Putting the Sandwiches Together

The bread typically used for a panini is an Italian bun or sandwich roll. I am using Udi’s Gluten-Free Hotdog Buns. I would prefer Kinnikinnick Buns, but my local grocery store was out. The Udi’s ones, make a decent substitute. If you have to eat gluten-free as I do, hotdog buns make a fantastic sandwich bun.

To make the sandwiches cut the bun in half, spread the pesto mayo on, then top with the roasted vegetables. A sandwich like this needs some cheese to tie it all together. I used provolone, which added a sharp flavour to the sandwich. You can use mozzarella, swiss, or whatever else you would prefer. Put the cheese on, then put the sandwich on your super expensive and fancy panini press. Oh, you don’t have one of those…yeah, me either. Let’s see how to turn this vegetable sub into a vegetable panini without expensive equipment.

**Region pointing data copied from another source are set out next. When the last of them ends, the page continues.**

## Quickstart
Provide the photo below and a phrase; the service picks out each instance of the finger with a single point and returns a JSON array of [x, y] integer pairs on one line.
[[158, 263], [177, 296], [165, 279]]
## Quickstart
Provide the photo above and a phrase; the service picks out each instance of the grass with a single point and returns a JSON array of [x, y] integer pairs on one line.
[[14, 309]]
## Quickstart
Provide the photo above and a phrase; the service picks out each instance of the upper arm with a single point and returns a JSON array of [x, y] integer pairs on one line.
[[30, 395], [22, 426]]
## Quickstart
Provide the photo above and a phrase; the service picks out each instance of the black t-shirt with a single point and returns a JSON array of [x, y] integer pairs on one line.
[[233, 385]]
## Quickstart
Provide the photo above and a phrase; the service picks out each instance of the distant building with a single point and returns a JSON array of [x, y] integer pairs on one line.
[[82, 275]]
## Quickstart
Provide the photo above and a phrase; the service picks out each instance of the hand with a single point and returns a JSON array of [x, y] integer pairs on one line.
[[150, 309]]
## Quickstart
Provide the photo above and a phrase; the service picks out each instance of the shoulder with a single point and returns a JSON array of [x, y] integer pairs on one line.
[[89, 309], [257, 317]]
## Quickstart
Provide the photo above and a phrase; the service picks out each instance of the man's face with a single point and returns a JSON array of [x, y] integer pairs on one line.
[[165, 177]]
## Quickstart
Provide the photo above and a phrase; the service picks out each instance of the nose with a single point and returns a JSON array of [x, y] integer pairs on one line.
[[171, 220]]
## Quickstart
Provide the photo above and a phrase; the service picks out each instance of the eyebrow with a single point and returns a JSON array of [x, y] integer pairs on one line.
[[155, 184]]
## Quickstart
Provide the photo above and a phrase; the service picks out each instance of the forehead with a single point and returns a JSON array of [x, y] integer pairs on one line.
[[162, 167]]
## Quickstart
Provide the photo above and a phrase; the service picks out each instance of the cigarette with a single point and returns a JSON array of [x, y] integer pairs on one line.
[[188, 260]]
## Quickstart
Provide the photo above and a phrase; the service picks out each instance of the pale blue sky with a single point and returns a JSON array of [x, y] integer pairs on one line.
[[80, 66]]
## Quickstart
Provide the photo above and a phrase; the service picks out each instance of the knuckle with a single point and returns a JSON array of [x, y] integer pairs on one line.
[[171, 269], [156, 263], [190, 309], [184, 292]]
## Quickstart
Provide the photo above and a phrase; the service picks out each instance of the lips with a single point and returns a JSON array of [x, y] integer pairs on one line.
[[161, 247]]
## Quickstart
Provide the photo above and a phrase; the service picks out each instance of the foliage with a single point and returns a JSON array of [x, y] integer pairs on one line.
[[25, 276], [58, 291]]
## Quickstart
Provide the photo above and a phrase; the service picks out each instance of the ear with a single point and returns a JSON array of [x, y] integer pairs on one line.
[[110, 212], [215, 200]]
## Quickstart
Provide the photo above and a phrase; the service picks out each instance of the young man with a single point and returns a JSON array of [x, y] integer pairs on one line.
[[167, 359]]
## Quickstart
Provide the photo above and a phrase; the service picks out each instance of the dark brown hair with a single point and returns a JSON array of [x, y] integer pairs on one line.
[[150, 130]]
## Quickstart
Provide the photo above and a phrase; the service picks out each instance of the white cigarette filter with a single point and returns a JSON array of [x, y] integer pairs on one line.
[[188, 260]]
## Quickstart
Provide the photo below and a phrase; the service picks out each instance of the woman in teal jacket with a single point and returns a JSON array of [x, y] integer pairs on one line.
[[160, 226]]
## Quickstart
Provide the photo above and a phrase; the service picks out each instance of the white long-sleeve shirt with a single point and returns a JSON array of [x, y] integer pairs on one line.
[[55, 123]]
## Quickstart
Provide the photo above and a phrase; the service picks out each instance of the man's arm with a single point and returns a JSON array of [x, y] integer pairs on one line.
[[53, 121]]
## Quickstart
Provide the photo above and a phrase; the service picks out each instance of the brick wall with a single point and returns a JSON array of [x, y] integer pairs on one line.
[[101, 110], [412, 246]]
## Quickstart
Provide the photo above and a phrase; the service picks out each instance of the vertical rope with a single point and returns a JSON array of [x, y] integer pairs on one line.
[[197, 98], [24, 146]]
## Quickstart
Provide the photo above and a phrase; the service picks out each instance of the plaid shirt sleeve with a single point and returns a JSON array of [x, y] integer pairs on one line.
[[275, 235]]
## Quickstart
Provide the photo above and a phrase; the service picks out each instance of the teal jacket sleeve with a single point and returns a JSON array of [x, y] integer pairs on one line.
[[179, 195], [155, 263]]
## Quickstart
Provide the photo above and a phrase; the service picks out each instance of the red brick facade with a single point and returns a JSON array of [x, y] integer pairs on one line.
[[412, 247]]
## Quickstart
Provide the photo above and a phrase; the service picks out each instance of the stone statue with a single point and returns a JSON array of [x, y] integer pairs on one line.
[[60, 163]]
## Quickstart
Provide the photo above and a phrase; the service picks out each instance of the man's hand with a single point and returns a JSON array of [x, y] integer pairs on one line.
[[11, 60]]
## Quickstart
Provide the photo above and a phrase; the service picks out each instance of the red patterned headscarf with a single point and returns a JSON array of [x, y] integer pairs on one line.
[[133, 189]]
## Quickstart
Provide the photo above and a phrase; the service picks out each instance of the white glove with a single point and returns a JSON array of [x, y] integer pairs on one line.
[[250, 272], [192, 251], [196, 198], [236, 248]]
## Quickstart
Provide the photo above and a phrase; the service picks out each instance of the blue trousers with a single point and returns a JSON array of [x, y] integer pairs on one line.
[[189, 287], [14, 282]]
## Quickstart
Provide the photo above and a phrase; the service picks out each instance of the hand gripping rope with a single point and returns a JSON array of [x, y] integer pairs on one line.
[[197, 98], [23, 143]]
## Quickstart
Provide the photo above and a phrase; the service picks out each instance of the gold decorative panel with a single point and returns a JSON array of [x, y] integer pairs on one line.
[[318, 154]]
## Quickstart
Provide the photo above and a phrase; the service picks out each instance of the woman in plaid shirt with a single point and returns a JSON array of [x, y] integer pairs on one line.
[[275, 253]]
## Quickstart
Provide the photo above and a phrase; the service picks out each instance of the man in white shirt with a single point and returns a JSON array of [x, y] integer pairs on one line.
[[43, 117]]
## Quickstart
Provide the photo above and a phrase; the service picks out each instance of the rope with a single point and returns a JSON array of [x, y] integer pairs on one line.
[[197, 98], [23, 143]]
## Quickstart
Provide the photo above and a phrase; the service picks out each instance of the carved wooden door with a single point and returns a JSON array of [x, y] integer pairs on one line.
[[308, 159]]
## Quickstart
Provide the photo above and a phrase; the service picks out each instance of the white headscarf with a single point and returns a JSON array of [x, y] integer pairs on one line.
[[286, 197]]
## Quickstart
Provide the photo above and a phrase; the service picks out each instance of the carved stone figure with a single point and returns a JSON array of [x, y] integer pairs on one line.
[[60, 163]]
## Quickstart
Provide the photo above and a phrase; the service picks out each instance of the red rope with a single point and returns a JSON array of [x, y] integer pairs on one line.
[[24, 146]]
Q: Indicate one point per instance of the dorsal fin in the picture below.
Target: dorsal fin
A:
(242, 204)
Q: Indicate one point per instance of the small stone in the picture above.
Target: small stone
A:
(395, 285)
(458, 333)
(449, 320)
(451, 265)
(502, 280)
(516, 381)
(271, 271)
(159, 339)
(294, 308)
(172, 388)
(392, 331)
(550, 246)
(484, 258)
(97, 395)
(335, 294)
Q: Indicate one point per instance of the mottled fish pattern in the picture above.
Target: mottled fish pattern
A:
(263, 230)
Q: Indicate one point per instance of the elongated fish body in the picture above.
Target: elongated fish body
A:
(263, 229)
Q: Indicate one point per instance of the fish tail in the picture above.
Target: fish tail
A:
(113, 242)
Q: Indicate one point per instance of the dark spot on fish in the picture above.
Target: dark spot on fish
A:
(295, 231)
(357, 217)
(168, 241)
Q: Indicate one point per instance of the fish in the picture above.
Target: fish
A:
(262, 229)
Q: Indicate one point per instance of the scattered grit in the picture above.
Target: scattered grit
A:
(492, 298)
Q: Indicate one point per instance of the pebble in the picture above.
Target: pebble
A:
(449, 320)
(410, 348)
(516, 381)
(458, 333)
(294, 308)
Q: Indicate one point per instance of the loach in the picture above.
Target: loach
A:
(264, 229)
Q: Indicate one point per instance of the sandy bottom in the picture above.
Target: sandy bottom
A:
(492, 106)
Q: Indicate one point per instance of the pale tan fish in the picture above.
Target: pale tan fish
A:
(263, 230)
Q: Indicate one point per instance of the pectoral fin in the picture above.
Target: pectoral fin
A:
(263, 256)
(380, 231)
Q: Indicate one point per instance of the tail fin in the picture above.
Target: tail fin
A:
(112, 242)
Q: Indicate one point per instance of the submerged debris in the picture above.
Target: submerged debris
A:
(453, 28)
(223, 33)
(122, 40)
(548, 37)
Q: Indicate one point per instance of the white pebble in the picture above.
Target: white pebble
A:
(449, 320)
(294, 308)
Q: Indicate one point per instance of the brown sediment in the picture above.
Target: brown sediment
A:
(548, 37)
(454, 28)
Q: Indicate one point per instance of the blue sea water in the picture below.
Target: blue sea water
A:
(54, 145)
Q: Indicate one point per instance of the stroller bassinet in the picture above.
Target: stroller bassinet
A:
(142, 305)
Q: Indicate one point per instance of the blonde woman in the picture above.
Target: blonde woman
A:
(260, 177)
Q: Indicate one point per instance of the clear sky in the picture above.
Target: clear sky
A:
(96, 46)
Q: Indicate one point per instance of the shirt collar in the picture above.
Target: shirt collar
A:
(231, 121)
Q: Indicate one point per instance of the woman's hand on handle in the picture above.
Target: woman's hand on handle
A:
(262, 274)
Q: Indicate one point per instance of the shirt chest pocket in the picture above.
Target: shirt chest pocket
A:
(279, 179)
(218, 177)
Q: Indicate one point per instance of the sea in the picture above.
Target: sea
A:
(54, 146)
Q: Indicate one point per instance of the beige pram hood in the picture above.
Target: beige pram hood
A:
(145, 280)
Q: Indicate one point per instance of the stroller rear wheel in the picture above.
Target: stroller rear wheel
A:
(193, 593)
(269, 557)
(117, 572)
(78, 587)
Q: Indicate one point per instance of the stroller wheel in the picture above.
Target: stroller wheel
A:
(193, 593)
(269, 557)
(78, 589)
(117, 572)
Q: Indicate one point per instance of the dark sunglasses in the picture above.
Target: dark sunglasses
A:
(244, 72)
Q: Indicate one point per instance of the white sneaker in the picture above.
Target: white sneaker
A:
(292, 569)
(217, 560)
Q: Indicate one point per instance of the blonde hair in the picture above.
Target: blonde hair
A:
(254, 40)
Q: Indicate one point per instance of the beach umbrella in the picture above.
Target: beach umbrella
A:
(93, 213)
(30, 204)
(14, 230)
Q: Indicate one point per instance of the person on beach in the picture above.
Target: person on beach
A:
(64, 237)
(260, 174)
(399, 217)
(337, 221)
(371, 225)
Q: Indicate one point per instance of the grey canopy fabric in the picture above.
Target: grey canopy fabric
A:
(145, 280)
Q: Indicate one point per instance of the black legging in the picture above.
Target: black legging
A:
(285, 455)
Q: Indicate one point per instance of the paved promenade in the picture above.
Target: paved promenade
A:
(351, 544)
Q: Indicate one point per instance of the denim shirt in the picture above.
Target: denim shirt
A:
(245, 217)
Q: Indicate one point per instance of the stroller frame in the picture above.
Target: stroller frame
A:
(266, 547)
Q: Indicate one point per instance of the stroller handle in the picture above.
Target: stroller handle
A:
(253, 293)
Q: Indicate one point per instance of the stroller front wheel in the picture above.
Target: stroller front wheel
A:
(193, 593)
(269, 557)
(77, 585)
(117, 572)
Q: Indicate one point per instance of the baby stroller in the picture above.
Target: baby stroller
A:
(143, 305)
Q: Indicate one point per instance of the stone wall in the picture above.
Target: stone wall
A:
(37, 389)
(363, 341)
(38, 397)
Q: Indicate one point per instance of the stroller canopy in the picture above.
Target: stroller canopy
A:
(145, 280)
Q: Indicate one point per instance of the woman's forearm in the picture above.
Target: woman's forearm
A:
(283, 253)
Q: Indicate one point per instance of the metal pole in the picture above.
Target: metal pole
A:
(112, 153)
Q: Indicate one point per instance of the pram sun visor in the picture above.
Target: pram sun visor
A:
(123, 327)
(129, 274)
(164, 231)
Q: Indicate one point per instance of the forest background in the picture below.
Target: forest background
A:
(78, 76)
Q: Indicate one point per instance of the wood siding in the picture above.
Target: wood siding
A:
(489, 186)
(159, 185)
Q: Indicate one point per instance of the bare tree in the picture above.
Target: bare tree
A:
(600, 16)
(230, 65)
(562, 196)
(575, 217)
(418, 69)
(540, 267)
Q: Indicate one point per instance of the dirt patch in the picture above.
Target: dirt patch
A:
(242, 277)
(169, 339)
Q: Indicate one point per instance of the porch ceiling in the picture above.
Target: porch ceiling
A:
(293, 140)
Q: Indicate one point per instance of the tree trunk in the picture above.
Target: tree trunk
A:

Pressing Paninis Without A Panini Press

To toast and press a panini without a panini press, we are going to go as low tech as we can get. Heat two pans over medium-high heat. Brush the sandwiches, top and bottom with olive oil, then place in one of the pans. Put the other pan on top of the sandwiches and press straight down. Leave the sandwich alone for a minute or two, or until golden brown on the bottom. Flip the sandwich over and do the same thing. The panini is ready when the bread is toasted, and the cheese is melted. If you notice that the bread is getting a little too dark, but the cheese isn’t melting, you may want to put the sandwich in the oven on 350°f for a few minutes to heat it through.

I used a grill pan to make my panini, but you don’t have to. The only reason I used it is that I have it. The only reason I have it is because it was given to me by T-fal last year. Use what you have, that’s kind of the whole point.

Roasted Vegetable Panini

After a few minutes of squishing a sandwich between two pans, we have a delicious roasted vegetable panini with pesto mayo and provolone cheese. If you would like the sandwich to have a little more acidity you can marinate the vegetables in balsamic vinegar, or drizzle the sandwich with a balsamic reduction after it is cooked. Either way, that acidity will make the flavour of the sandwich really pop.


Although this may seem like a lot of work for a sandwich, it isn’t that bad. The vegetables can be made a day or two ahead of time, and again, any extras can be used for a variety of other purposes. More than anything, I hope that you see how you can make delicious paninis at home without spending a bunch of money on a grill press. One word of caution, make sure the pans aren’t too hot when you put the sandwich in. I burnt my first batch. We still ate them, but they weren’t very pretty.